Exercise 5: Tuning the KNN algorithm: Intuition

The KNN algorithm depends upon tuning parameter K, the number of neighbors we consider in our classifications.

Play around with the shiny app below to build some intuition here.

After, answer the following questions.

  1. In general, how would you describe the classification regions defined by the KNN algorithm?
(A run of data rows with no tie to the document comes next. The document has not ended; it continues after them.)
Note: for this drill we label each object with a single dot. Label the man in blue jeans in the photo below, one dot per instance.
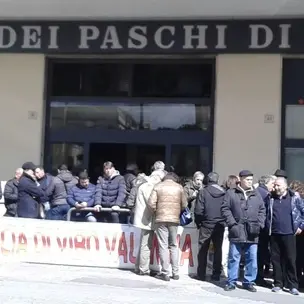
(244, 212)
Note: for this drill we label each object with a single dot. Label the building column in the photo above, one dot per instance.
(248, 93)
(22, 111)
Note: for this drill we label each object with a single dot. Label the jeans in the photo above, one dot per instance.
(84, 217)
(251, 265)
(110, 217)
(143, 258)
(263, 253)
(58, 213)
(166, 235)
(206, 235)
(283, 256)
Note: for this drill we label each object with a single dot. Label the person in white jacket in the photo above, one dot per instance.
(143, 219)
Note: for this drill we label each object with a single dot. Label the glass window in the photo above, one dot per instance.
(67, 153)
(294, 163)
(188, 159)
(172, 80)
(66, 79)
(295, 121)
(106, 80)
(132, 117)
(79, 79)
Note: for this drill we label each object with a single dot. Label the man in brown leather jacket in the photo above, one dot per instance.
(167, 200)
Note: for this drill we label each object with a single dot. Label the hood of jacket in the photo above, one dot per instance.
(66, 176)
(215, 190)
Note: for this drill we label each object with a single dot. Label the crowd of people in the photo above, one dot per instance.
(265, 220)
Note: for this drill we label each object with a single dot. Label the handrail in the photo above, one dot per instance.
(92, 209)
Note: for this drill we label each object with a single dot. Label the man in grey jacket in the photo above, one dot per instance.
(57, 191)
(244, 212)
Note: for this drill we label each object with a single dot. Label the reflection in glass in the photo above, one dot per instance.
(188, 159)
(69, 154)
(131, 117)
(294, 163)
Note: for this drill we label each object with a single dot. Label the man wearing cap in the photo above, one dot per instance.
(244, 212)
(280, 173)
(29, 193)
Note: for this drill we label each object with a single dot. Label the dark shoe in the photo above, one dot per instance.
(276, 289)
(262, 283)
(200, 278)
(229, 287)
(215, 277)
(162, 277)
(250, 287)
(294, 291)
(153, 274)
(143, 273)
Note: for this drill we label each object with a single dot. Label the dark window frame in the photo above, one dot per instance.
(206, 138)
(287, 142)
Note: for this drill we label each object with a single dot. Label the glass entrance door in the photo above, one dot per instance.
(121, 155)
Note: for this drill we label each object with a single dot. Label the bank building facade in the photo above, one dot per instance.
(202, 85)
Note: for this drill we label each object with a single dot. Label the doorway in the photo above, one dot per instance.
(121, 155)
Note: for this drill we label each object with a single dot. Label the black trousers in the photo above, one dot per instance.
(283, 256)
(206, 235)
(263, 253)
(300, 253)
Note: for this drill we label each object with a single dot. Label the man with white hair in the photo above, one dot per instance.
(11, 194)
(265, 188)
(143, 218)
(158, 165)
(285, 220)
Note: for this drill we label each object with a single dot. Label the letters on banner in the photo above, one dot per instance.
(90, 244)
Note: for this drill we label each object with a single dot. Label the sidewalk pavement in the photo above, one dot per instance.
(35, 283)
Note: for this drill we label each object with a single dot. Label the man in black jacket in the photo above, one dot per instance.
(210, 223)
(30, 194)
(244, 212)
(11, 194)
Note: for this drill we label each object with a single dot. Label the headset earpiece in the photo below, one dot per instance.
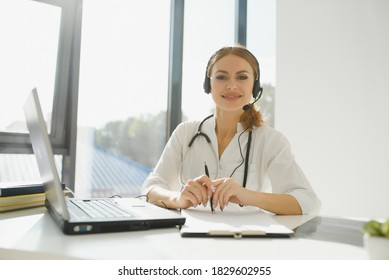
(207, 83)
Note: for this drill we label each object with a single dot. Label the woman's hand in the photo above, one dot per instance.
(227, 190)
(195, 192)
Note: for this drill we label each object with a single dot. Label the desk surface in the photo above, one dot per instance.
(32, 234)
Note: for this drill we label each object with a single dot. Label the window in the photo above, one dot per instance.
(122, 94)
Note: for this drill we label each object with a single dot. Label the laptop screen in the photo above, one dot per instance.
(44, 155)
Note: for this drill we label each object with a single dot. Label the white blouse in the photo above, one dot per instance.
(271, 167)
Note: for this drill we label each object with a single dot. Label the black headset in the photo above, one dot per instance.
(257, 89)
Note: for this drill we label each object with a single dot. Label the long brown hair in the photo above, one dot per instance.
(252, 117)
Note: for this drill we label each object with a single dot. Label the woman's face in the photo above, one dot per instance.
(232, 80)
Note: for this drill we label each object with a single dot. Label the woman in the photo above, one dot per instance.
(247, 161)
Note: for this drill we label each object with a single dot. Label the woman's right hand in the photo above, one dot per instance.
(194, 192)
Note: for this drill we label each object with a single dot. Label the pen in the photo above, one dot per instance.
(207, 173)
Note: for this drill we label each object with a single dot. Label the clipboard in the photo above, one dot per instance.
(236, 222)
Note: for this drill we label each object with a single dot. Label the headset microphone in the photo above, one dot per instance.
(246, 107)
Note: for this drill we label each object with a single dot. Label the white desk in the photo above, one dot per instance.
(32, 234)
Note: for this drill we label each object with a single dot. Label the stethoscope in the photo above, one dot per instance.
(245, 160)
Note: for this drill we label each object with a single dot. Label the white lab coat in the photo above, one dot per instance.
(272, 167)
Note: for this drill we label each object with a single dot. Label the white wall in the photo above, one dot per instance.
(332, 99)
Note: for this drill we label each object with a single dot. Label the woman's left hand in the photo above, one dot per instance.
(227, 190)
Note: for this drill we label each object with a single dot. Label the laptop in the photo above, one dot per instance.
(87, 215)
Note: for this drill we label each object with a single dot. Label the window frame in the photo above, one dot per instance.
(64, 112)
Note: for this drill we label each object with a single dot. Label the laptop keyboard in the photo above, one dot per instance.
(103, 208)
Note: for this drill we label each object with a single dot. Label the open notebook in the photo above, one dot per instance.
(234, 221)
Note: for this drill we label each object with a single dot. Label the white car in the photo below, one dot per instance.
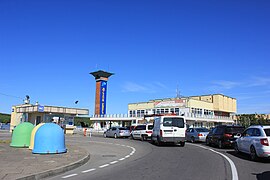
(169, 129)
(255, 141)
(142, 132)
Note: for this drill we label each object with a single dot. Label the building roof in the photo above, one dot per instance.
(100, 73)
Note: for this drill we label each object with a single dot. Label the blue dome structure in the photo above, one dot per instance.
(21, 135)
(49, 139)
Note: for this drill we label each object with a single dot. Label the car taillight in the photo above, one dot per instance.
(264, 142)
(227, 135)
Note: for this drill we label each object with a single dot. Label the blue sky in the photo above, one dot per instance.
(48, 48)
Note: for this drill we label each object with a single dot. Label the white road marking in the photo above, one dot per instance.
(68, 176)
(89, 170)
(105, 165)
(113, 162)
(233, 167)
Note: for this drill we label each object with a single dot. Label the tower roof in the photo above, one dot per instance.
(99, 74)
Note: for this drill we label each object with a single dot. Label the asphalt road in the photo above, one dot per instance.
(130, 159)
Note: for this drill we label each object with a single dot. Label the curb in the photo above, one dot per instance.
(57, 171)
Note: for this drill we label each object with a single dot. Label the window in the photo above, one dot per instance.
(162, 111)
(267, 132)
(219, 130)
(175, 122)
(256, 132)
(140, 127)
(248, 132)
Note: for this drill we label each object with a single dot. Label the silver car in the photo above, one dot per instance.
(255, 141)
(196, 134)
(117, 132)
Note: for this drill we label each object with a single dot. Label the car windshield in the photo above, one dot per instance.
(202, 130)
(267, 132)
(174, 121)
(122, 128)
(235, 129)
(150, 127)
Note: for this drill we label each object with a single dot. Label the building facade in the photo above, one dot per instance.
(204, 110)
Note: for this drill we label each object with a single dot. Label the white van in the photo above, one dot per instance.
(169, 129)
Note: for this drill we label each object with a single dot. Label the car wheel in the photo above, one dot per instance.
(152, 140)
(158, 141)
(236, 147)
(182, 144)
(207, 142)
(253, 154)
(220, 145)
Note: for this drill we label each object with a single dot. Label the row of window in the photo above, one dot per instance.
(141, 113)
(201, 111)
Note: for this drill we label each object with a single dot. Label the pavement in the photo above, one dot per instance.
(20, 163)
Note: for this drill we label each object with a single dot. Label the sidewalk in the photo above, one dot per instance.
(20, 163)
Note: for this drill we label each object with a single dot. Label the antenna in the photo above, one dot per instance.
(177, 92)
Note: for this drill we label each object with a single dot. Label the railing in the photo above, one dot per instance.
(187, 115)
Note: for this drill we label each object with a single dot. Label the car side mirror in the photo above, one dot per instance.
(238, 135)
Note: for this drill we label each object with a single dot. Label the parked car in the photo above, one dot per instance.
(117, 132)
(224, 135)
(254, 141)
(142, 132)
(196, 134)
(169, 129)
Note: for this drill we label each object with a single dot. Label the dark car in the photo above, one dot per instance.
(224, 135)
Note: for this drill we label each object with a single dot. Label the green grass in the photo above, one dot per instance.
(5, 118)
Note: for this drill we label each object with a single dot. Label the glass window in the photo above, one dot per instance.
(256, 132)
(267, 132)
(202, 130)
(173, 121)
(162, 111)
(235, 130)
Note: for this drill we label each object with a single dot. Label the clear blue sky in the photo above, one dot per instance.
(49, 47)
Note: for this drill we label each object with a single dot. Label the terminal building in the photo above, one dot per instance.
(200, 111)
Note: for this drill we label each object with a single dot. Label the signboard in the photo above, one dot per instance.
(40, 108)
(170, 103)
(103, 91)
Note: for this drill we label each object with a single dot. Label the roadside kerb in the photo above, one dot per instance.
(57, 171)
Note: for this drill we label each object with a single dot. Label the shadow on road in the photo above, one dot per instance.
(247, 157)
(263, 176)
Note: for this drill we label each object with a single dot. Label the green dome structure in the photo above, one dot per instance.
(21, 135)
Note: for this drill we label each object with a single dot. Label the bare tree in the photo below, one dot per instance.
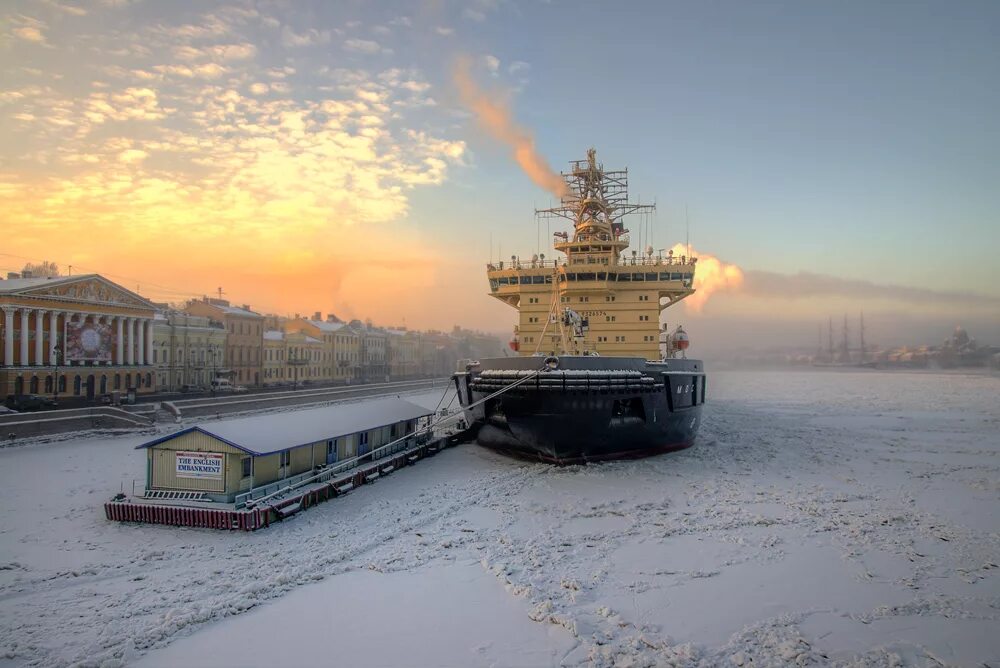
(42, 269)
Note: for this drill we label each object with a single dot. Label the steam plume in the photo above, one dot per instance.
(496, 119)
(711, 275)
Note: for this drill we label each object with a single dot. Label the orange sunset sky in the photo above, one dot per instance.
(367, 160)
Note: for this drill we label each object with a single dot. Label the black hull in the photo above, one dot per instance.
(587, 421)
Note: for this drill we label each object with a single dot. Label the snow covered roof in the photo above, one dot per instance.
(327, 326)
(236, 310)
(267, 434)
(12, 284)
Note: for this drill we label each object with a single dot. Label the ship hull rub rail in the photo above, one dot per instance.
(589, 413)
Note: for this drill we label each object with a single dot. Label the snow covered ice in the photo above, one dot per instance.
(823, 518)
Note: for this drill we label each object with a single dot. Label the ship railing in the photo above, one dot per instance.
(622, 262)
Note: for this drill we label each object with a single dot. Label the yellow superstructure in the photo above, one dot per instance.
(617, 296)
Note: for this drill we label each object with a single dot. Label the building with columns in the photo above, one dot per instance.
(97, 333)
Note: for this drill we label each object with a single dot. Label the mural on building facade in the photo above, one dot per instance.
(88, 342)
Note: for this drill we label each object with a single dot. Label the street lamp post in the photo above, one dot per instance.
(56, 354)
(295, 363)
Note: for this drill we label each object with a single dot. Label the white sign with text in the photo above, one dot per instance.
(199, 465)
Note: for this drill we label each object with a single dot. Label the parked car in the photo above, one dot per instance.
(29, 402)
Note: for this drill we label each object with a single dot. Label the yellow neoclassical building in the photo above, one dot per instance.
(98, 334)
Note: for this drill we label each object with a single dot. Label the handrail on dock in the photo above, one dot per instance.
(331, 471)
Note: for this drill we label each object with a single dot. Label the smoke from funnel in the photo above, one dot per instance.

  2. Let’s explore the goldilocks problem here. When K is too small:

    • the classification regions are very ____
    • the model is (overfit or underfit?)
    • the model will have _____ bias and ____ variance
  3. When K is too big:

    • the classification regions are very ____
    • the model is (overfit or underfit?)
    • the model will have _____ bias and ____ variance
  4. What K value would you pick, based solely on the plots? (We’ll eventually tune the KNN using classification accuracy as a guide.)

# Define KNN plot
library(gridExtra)
library(FNN)
knnplot <- function(x1, x2, y, k, lab_1, lab_2){
 x1 <- (x1 - mean(x1)) / sd(x1)
 x2 <- (x2 - mean(x2)) / sd(x2)
 x1s <- seq(min(x1), max(x1), len = 100)
 x2s <- seq(min(x2), max(x2), len = 100) 
 testdata <- expand.grid(x1s,x2s)
 knnmod <- knn(train = data.frame(x1, x2), test = testdata, cl = y, k = k, prob = TRUE)
 testdata <- testdata %>% mutate(class = knnmod)
 g1 <- ggplot(testdata, aes(x = Var1, y = Var2, color = class)) + 
     geom_point() + 
     labs(x = paste(lab_1), y = paste(lab_2), title = "KNN classification regions") + 
     theme_minimal() +
     scale_color_manual(values = c("asphalt " = "black",
                            "grass " = "#E69F00",
                            "tree " = "#56B4E9")) 
 g2 <- ggplot(NULL, aes(x = x1, y = x2, color = y)) + 
     geom_point() + 
     labs(x = paste(lab_1), y = paste(lab_2), title = "Raw data") + 
     theme_minimal() +
     scale_color_manual(values = c("asphalt " = "black",
                            "grass " = "#E69F00",
                            "tree " = "#56B4E9")) 
 grid.arrange(g1, g2)
}
library(shiny)
# Build the shiny server
server_KNN <- function(input, output) {
  output$model_plot <- renderPlot({
    knnplot(x1 = land_3$Mean_G, x2 = land_3$NDVI, y = land_3$type, k = input$k_pick, lab_1 = "Mean_G (standardized)", lab_2 = "NDVI (standardized)")
  })
}

# Build the shiny user interface
ui_KNN <- fluidPage(
  sidebarLayout(
    sidebarPanel(
      h4("Pick K:"), 
      sliderInput("k_pick", "K", min = 1, max = 277, value = 1)
    ),
    mainPanel(
      plotOutput("model_plot")
    )
  )
)


# Run the shiny app!
shinyApp(ui = ui_KNN, server = server_KNN)
Solution:
  1. cool. flexible.
  2. When K is too small:
  • the classification regions are very small / wiggly / flexible
  • the model is overfit
  • the model will have low bias and high variance
  1. When K is too big:
  • the classification regions are very large / rigid / overly simple
  • the model is underfit
  • the model will have high bias and low variance



PAUSE TO REFLECT: KNN pros & cons

Pros:

  • flexible
  • intuitive
  • can model y variables that have more than 2 categories

Cons:

  • lazy learner (technical term!)
    In logistic regression, we run the algorithm one time to get a formula that we can use to classify all future data points. In KNN, we have to re-calculate distances and identify neighbors, hence start the algorithm over, each time we want to classify a new data point.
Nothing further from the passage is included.